EAPSI: A New Class of Parallel High-Order Time Integrators

EAPSI：一类新型并行高阶时间积分器

• 批准号: 1614232
• 负责人: Tommaso Buvoli
• 金额: $ 0.54万
• 依托单位: Buvoli Tommaso
• 依托单位国家: 美国
• 项目类别: Fellowship Award
• 财政年份: 2016
• 资助国家: 美国
• 起止时间: 2016-06-01 至 2017-05-31
• 项目状态: 已结题
• 来源: https://www.nsf.gov/awardsearch/showAward?AWD_ID=1614232&HistoricalAwards=false
• 关键词: EAPSI; New; Class; Parallel; Order

Partial differential equations are ideal for developing accurate mathematical descriptions for many physical phenomena. In the last century, the study of partial differential equations has grown into an interdisciplinary venture spanning across the fields of mathematics, computation, physics, biology, economics and more.

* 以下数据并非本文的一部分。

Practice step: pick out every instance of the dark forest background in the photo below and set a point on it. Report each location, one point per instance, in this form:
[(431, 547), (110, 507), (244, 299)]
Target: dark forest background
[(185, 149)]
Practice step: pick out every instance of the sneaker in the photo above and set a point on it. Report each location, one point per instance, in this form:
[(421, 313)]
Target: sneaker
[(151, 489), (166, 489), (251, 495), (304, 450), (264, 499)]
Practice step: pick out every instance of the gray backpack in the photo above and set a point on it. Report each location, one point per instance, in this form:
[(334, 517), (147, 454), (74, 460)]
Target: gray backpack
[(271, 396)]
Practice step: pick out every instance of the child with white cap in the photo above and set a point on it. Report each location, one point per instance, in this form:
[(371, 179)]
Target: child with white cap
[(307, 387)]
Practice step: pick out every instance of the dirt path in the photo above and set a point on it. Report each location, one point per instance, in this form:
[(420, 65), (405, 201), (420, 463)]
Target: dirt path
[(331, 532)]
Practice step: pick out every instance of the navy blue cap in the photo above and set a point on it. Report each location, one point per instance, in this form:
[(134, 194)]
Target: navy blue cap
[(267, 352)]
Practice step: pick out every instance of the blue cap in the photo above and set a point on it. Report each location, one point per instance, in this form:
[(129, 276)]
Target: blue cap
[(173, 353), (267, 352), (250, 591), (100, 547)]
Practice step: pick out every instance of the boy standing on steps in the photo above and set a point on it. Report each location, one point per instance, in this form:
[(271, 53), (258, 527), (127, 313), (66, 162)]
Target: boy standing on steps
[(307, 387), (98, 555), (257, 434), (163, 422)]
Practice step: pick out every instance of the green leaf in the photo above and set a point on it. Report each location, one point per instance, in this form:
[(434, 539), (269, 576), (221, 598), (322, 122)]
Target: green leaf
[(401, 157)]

This project seeks to develop new computational methods for solving time-dependent partial differential equations. This research will be conducted at the University of Auckland under the mentorship of Dr. John Butcher, a noted expert on time-integration schemes. These new methods will advance the state of computational science, allowing for more accurate physical models that use fewer resources.General linear methods are powerful extensions of classical time-integration techniques as they allow for multistep, multistage methods. When implemented with adaptive step and order changing strategies, general linear methods consistently outperform competing Runge-Kutta and linear multistep schemes. This grant will fund research to develop an adaptive time-stepping code for a new class of high-order time-integrators which can expressed as general linear methods. These new schemes are designed to leverage existing parallel computer architectures, and will incorporate novel adaptive step and order changing strategies.This award under the East Asia and Pacific Summer Institutes program supports summer research by a U.S. graduate student and is jointly funded by NSF and the Royal Society of New Zealand.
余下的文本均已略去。